ひょうごミュージアム

ひょうご碑物語76
雪見御所旧跡の碑(神戸市兵庫区雪御所町)

2024/03/27
平清盛が遷都した福原京で持っていた邸宅のひとつが「雪見御所」。旧跡の発掘を機に1908年に碑が建立された

 兵庫区は神戸港の起こりとされる「大輪田泊」や一時的にせよ、歴史上の首都「福原京」のあったところとして知られる。
 福原京は、平清盛が平安時代末期に、京の都を廃して安徳天皇などを引き連れて遷都したもので、周辺にはそのころの遺跡がたくさん遺っている。
 その象徴的な場所が、石井川と天王谷川の合流地点だ。この辺りは平安時代末期に平家が領有していた「福原」という地域で、『平家物語』などによれば、清盛がいくつかの邸宅を持っていたとされる。「雪見御所」もその一つで、今日まで「雪御所」という地名が残っていたことから、御所跡とされている。実際、湊山小学校改築の時に、校庭から多くの土器や瓦、建物の礎石などが出土した。

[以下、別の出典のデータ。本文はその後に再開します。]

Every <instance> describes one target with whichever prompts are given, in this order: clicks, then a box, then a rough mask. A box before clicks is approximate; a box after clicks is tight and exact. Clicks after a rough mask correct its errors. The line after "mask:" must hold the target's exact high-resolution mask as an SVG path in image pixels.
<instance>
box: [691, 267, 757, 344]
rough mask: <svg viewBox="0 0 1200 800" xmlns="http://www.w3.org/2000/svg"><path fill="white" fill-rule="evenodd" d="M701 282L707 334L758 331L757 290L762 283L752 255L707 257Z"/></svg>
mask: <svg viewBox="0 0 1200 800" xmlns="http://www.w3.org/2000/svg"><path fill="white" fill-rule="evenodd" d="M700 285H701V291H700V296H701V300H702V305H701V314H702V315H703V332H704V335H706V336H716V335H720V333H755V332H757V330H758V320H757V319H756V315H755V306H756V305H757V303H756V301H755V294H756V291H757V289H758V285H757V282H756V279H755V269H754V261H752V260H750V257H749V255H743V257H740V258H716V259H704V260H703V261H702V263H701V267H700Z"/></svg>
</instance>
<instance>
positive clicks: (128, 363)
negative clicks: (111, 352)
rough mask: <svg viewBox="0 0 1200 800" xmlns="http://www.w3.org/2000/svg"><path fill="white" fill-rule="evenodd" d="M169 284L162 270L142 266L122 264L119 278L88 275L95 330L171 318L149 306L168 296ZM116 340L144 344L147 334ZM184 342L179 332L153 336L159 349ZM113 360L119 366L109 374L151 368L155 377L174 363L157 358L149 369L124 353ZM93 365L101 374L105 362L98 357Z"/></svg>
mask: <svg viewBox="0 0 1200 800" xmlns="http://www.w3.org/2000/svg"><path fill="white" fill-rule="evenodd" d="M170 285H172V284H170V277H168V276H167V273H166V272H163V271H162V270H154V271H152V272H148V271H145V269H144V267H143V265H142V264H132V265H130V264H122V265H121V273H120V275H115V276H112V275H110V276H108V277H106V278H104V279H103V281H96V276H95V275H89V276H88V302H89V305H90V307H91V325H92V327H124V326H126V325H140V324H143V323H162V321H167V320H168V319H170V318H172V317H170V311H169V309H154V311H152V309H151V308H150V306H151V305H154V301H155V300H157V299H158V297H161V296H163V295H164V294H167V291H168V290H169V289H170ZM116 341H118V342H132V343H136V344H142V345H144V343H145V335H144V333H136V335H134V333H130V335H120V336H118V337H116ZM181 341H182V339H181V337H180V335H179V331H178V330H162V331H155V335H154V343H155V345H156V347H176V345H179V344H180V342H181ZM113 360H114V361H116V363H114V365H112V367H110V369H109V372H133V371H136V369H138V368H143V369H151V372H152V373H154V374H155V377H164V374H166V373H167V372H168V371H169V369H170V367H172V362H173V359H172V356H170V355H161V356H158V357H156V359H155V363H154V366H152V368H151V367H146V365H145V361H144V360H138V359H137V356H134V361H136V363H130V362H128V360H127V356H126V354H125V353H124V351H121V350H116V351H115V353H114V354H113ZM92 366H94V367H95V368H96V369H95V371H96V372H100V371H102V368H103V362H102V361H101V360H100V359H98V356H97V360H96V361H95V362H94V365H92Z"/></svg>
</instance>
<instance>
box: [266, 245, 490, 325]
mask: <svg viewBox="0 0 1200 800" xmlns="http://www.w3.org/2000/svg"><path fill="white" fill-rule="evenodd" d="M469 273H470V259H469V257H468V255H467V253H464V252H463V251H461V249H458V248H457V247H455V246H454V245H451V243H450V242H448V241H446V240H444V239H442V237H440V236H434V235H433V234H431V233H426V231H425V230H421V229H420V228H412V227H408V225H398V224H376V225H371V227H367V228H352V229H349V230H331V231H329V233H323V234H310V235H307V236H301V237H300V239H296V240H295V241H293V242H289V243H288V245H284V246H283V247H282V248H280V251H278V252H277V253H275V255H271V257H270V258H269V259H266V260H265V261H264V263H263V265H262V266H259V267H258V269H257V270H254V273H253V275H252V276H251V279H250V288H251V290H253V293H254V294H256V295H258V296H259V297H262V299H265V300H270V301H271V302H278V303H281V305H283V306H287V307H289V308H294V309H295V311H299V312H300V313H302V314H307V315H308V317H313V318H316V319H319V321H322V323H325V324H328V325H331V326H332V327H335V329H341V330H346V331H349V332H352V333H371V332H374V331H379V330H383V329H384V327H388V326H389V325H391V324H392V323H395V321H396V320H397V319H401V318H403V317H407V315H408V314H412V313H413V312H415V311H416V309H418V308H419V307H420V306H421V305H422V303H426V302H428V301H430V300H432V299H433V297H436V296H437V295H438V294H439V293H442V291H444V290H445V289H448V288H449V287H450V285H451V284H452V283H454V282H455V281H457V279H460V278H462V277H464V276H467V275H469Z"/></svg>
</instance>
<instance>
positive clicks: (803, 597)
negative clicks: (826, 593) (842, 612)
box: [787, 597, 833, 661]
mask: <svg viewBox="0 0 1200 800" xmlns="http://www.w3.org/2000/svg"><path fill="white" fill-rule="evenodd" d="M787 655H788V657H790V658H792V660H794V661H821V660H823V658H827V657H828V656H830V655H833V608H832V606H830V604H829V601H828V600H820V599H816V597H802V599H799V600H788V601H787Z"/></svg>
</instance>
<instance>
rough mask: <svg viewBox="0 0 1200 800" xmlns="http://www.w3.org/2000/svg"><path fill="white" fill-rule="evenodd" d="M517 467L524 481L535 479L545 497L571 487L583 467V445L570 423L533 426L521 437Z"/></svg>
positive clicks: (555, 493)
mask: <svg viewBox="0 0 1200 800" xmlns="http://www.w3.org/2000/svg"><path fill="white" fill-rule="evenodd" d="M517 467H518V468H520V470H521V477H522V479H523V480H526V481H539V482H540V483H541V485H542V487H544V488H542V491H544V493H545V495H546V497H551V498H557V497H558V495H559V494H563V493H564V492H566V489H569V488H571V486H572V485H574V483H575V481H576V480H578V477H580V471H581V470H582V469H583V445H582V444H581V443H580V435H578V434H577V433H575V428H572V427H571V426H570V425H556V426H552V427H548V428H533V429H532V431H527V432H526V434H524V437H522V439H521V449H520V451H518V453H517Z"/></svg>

石碑に使われている大きな石も校庭から掘り出されたもので、庭石だったものと推定されている。
 これらの発掘を機に、1908(明治41)年に「雪見御所旧跡」の碑が建立された。
 ちなみに、141年の歴史の幕を閉じた湊山小学校は、保育所や学童保育、ミニ水族館、この土地の地下水を使ったクラフトビール醸造所などの複合施設に生まれ変わり、憩いの場になっている。
(鍋島)
【メモ】市営地下鉄、神戸電鉄・湊川駅下車、北へ徒歩15分。